La HVE, un faux passeport agroécologique ?

[Edito] Selon l'Institut du développement durable et des relations internationales (IDDRI), la certification Haute valeur environnementale (HVE) est en l’état trop faible pour flécher les fonds publics et jette le discrédit sur l’agroécologie à la Française.

« L’analyse approfondie des critères de la certification HVE fait apparaitre qu’en l’état actuel de son cahier des charges, cette certification ne peut prétendre accompagner une réelle démarche de transition agroécologique ». Le procès en « greenwashing » n’est pas très loin mais il n’émane ni d’associations environnementalistes, ni de certains syndicats qui, en fin d’année dernière, avaient dénoncé le projet d’attribution d’un crédit d’impôt dédié de 2500 euros, au motif que la HVE n’était pas un gage de transition agroécologique. Cette fois, le coup est porté par l'Institut du développement durable et des relations internationales (IDDRI), un think tank indépendant. Son jugement est sans appel.

La voie B aux orties

Il existe deux moyens d’accéder à la certification HVE. La voie A repose sur environ 40 critères relatifs à la biodiversité, à la stratégie phytosanitaire, à la gestion de la fertilisation et de l’irrigation. La voie B s’appuie sur deux ratios censés traduire l’orientation agroécologique de l’exploitation, à savoir le part des intrants dans le chiffre d’affaires (<30 %) et la part de la SAU en infrastructures agroécologiques (>10 %) ou en prairies permanentes (>50 %) s’agissant des exploitations d’élevage.

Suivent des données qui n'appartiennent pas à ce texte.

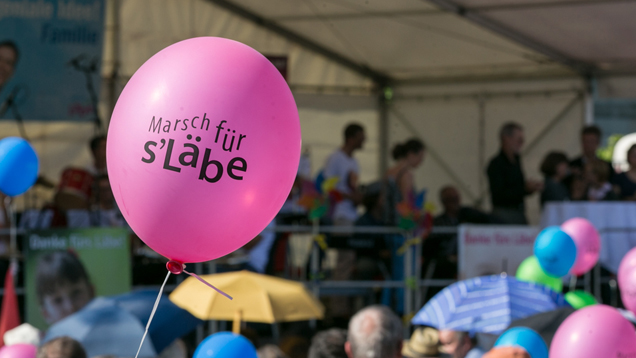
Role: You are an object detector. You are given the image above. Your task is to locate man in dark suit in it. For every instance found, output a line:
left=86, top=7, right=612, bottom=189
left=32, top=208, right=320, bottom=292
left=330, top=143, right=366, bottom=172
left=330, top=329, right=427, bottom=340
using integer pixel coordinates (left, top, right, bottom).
left=570, top=125, right=616, bottom=183
left=487, top=122, right=543, bottom=225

Ces deux ratios posent problème à l’IDDRI. Les données du réseau d’information comptable agricole (RICA) montrent que le ratio intrants/chiffre d’affaires est en moyenne de 14 % en viticulture et de 26 % en maraîchage, alors que la moyenne toutes orientations technico-économiques (Otex) confondues est de 41 %. Il est supérieur à 50 % pour les Otex bovins viande, bovins mixtes, ovins et caprins, céréales et oléoprotéagineux. L’IDDRI explique ainsi la sur-représentativité des exploitations viticoles certifiées HVE (80%). « L’analyse de cette voie globale montre que ni le ratio intrants/chiffre d’affaires, ni le pourcentage d’infrastructures agroécologiques tel qu’il est calculé ne permettent de garantir une ambition environnementale plus élevée que dans une exploitation standard, juge l’IDDRI. Il convient donc de supprimer cette voie d’accès à la certification HVE ».

La voie A à l’amende

La voie A et son système à points sur une quarantaine de critères sont à peine mieux traités. Selon le think tank, l’analyse des indicateurs et critères utilisés fait apparaitre des niveaux d’exigence très variables entre les indicateurs. Et bien que la plupart des items soient intrinsèquement intéressants, « les multiples possibilités d’obtenir des points et les systèmes d’équivalence retenus, en particulier pour la comptabilisation des haies, aboutissent à un niveau d’exigence environnementale au final très faible et de fait très peu à-même de transformer les systèmes agricoles vers une plus grande durabilité ». La voie A pêche aussi par l’absence de critères en matière de gestion des sols et du carbone, d’atténuation au changement climatique et d’efficacité énergétique.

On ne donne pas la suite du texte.